Metadata-Version: 2.1
Name: elemeta
Version: 1.0.4
Summary: Metafeature Extraction for Unstructured Data
Home-page: https://docs.elemeta.ai
License: MIT
Author: Lior Durahly
Author-email: lior.durahly@superwise.ai
Requires-Python: >=3.8,<4.0.0
Classifier: License :: OSI Approved :: MIT License
Classifier: Programming Language :: Python :: 3
Classifier: Programming Language :: Python :: 3.8
Classifier: Programming Language :: Python :: 3.9
Classifier: Programming Language :: Python :: 3.10
Classifier: Programming Language :: Python :: 3.11
Requires-Dist: better-profanity (>=0.7,<0.8)
Requires-Dist: datefinder (>=0.7,<0.8)
Requires-Dist: emoji (>=2.2,<3.0)
Requires-Dist: langdetect (>=1.0,<2.0)
Requires-Dist: nltk (>=3.8,<4.0)
Requires-Dist: numpy (>=1.22,<2.0)
Requires-Dist: pandas (>=1.1,<2.0)
Requires-Dist: profanity-check (>=1.0,<2.0)
Requires-Dist: textblob (>=0.17,<0.18)
Requires-Dist: textstat (>=0.7,<0.8)
Requires-Dist: vadersentiment (>=3.3,<4.0)
Project-URL: Documentation, https://docs.elemeta.ai
Project-URL: Repository, https://github.com/superwise-ai/elemeta
Description-Content-Type: text/markdown

# Elemeta: Metafeature Extraction for Unstructured Data

[![](https://github.com/superwise-ai/elemeta/workflows/Release/badge.svg?branch=main)](https://github.com/superwise-ai/elemeta/actions/workflows/release.yaml)
[![](https://img.shields.io/pypi/pyversions/elemeta)](https://pypi.org/project/elemeta/)
[![](https://img.shields.io/github/license/superwise-ai/elemeta)](https://github.com/superwise-ai/elemeta/blob/main/LICENSE)
[![](https://img.shields.io/badge/docs-quickstart-orange)](https://docs.elemeta.ai/getting_started.html)

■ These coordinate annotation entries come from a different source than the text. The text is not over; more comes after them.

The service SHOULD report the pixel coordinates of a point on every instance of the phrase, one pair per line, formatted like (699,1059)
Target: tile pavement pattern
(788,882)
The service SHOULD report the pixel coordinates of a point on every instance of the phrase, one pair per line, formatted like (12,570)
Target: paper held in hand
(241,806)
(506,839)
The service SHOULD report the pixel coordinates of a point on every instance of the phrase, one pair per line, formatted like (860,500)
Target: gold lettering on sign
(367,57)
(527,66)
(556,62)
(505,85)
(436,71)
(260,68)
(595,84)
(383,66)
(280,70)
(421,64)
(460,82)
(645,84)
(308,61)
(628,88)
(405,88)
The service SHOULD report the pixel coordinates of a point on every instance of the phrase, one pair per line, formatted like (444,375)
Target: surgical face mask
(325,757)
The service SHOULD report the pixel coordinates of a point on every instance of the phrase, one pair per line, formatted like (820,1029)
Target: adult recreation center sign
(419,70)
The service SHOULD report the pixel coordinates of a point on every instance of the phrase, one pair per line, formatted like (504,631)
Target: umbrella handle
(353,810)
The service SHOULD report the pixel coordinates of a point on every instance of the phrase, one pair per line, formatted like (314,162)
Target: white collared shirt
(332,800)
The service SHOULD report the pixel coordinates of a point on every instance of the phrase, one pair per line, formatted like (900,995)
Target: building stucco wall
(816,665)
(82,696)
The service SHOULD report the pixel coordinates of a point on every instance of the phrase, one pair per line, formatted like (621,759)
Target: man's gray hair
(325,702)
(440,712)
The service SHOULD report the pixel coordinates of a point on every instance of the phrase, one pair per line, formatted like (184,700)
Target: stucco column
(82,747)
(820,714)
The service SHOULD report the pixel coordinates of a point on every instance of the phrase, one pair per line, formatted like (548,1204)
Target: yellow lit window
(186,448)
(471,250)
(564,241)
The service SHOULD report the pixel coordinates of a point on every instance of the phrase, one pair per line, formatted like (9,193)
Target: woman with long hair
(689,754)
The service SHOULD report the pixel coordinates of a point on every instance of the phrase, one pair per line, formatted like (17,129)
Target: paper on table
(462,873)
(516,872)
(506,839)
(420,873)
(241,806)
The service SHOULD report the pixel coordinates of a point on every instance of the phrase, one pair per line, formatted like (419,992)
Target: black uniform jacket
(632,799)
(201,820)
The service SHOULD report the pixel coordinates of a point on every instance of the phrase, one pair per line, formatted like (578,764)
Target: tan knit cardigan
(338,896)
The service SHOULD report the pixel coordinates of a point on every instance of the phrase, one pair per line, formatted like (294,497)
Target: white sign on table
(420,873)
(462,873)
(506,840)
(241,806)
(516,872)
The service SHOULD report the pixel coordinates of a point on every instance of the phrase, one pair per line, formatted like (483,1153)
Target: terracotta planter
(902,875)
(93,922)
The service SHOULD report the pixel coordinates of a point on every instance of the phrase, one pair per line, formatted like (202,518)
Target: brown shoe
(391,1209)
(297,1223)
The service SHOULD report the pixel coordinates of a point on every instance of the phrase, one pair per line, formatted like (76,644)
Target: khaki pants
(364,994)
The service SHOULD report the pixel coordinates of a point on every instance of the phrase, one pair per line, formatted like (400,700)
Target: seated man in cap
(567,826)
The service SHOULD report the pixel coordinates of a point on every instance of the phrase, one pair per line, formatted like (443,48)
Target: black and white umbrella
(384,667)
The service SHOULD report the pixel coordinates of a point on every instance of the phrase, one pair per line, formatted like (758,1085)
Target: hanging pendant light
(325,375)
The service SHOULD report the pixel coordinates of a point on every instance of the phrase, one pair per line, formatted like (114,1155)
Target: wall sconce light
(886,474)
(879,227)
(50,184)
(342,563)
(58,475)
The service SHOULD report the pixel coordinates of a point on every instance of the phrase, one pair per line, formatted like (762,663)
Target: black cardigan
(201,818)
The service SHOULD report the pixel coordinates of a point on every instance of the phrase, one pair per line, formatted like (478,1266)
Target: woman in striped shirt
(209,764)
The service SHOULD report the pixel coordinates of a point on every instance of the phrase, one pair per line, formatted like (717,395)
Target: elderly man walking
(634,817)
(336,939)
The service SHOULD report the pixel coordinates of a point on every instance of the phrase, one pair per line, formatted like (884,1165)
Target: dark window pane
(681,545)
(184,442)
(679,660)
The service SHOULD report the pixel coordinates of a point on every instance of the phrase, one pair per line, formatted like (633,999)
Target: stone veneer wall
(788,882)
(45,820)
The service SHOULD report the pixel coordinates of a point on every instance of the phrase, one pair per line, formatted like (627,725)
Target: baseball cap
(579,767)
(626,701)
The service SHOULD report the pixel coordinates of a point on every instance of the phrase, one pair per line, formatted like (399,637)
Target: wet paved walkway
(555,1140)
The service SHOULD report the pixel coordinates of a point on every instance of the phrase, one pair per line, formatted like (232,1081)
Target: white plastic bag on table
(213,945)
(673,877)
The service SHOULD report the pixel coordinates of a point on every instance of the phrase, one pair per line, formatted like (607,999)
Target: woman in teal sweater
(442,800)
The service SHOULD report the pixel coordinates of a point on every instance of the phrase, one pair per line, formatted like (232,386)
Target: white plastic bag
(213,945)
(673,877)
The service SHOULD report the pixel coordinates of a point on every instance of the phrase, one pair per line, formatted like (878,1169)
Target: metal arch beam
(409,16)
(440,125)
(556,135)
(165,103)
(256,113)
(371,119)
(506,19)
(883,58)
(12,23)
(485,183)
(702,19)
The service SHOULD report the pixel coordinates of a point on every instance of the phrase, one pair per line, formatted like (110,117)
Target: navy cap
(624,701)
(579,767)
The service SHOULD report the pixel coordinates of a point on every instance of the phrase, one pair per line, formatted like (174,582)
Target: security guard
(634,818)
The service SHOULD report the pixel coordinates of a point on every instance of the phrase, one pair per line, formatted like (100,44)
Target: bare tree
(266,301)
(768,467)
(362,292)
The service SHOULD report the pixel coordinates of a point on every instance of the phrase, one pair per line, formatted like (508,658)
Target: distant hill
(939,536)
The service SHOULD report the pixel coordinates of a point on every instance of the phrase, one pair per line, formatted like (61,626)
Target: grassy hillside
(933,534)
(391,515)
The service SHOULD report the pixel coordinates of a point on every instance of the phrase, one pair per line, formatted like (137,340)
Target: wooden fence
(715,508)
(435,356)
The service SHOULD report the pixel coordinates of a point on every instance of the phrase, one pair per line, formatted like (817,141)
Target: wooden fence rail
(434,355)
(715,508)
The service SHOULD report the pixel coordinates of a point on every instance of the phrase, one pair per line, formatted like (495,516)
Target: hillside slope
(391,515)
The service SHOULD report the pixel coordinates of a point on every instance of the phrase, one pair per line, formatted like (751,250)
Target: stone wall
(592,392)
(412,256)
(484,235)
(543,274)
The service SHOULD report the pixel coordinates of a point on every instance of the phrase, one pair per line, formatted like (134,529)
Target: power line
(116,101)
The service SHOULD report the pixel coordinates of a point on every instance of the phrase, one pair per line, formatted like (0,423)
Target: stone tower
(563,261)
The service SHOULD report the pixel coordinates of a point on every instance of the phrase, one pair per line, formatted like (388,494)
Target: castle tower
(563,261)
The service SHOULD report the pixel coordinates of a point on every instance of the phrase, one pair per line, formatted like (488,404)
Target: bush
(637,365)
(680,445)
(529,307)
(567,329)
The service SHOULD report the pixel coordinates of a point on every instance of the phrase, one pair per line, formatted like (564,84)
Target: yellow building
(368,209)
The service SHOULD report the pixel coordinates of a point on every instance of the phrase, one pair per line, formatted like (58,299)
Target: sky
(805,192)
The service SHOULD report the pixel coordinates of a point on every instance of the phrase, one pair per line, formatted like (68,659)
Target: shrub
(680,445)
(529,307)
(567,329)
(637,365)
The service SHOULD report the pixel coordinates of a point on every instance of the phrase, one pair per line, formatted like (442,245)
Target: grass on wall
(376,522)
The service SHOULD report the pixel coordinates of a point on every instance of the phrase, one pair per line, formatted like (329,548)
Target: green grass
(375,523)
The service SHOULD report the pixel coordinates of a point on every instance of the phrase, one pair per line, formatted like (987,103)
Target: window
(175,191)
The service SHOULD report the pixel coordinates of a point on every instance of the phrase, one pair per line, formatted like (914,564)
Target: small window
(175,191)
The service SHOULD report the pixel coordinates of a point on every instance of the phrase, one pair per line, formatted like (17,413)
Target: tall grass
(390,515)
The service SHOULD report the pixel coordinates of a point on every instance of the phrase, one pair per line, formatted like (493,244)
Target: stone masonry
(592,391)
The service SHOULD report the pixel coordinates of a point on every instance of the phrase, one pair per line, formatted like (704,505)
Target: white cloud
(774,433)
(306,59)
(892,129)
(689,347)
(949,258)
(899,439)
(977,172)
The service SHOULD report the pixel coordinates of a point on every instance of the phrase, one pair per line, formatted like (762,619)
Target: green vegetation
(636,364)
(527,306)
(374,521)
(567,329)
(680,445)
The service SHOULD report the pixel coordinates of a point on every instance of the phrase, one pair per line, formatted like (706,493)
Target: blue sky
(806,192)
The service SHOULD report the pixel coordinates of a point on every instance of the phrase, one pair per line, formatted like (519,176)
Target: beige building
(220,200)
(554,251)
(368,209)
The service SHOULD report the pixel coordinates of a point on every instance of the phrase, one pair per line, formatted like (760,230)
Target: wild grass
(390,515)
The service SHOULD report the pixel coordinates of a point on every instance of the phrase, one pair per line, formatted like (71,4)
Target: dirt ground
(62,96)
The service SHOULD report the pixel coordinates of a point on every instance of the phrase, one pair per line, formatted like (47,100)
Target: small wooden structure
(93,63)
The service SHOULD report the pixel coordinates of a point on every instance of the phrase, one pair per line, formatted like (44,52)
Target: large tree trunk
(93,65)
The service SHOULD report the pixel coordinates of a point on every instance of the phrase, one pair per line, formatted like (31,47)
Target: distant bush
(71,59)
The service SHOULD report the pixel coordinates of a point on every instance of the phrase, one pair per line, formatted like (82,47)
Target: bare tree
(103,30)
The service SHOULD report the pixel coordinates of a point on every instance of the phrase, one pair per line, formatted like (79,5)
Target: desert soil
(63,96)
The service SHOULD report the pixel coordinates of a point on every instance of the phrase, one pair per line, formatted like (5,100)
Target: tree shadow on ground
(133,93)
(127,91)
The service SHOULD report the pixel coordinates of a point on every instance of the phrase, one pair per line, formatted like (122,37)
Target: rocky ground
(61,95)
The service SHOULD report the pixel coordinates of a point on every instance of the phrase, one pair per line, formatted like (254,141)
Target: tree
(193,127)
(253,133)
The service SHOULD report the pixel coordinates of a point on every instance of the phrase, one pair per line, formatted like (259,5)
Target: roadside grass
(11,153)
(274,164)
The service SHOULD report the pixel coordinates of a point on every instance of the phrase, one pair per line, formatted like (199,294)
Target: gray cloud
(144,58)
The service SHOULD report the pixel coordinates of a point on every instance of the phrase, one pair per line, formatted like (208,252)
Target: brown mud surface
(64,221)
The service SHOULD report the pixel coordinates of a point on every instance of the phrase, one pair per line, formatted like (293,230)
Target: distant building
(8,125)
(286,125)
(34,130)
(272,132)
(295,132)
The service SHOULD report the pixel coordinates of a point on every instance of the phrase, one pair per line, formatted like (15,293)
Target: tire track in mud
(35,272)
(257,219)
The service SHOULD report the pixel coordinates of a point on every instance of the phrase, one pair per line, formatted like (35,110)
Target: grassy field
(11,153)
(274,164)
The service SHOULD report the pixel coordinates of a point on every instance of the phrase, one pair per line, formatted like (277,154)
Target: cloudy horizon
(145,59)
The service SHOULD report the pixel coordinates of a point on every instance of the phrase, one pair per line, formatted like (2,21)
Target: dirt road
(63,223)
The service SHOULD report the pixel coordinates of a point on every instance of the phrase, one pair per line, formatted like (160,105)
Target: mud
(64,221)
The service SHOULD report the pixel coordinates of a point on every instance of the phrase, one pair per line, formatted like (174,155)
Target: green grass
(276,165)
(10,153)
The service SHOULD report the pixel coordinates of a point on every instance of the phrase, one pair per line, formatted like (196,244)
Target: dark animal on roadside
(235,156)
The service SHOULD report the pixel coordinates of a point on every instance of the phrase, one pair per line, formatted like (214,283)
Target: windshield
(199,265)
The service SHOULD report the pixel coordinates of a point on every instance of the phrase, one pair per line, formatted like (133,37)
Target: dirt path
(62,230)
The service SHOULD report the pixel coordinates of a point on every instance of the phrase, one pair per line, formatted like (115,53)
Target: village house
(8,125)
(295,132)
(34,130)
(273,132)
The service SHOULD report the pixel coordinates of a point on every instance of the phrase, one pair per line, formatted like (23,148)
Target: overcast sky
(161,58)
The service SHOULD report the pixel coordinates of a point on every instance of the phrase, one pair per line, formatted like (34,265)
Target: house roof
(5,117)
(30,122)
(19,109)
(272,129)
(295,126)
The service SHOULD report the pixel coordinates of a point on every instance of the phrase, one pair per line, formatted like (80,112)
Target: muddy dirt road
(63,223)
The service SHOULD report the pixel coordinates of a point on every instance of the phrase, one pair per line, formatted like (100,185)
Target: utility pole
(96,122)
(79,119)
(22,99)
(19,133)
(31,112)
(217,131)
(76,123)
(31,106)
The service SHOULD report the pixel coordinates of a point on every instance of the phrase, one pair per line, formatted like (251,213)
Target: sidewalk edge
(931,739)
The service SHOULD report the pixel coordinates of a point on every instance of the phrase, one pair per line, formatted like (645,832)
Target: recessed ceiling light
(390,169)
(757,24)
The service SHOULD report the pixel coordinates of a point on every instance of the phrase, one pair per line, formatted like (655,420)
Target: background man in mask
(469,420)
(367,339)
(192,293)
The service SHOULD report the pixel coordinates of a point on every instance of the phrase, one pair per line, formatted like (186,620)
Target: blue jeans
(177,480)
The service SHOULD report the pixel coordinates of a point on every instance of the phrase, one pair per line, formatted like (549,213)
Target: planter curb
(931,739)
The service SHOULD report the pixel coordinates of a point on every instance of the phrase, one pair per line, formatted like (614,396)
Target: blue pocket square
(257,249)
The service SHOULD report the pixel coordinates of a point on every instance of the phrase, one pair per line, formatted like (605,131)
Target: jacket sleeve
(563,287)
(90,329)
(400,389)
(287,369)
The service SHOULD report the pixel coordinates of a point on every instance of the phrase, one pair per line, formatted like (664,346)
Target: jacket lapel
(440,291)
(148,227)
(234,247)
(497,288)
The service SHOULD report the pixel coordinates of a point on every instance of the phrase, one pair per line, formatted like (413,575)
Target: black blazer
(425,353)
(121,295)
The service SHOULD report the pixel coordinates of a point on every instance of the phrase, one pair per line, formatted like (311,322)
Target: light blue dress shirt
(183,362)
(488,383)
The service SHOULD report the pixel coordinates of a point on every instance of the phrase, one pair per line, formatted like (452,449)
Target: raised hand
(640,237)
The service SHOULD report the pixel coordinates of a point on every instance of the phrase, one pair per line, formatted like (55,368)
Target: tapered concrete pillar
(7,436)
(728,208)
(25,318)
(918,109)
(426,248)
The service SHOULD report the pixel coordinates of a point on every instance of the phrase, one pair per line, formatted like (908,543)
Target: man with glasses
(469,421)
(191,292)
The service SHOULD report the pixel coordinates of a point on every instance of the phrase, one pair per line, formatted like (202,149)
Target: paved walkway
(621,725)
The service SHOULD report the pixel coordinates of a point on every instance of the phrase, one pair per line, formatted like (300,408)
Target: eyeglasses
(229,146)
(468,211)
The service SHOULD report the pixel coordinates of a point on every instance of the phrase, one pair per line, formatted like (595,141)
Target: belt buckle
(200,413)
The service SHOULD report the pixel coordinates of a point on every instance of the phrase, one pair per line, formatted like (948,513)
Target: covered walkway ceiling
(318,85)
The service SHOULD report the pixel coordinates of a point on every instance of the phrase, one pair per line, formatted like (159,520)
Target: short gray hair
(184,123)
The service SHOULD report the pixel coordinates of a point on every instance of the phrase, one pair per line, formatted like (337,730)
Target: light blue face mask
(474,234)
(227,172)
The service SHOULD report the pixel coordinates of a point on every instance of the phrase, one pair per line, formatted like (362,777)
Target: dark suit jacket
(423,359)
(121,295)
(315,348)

![](./docs/images/elemeta_cover_image_black.png)
Elemeta is an open-source library in Python for metafeature extraction. With it, you will be able to explore, monitor, and extract features from unstructured data through enriched tabular representations. It provides a straightforward Python API for metafeature extraction from unstructured data like text and images.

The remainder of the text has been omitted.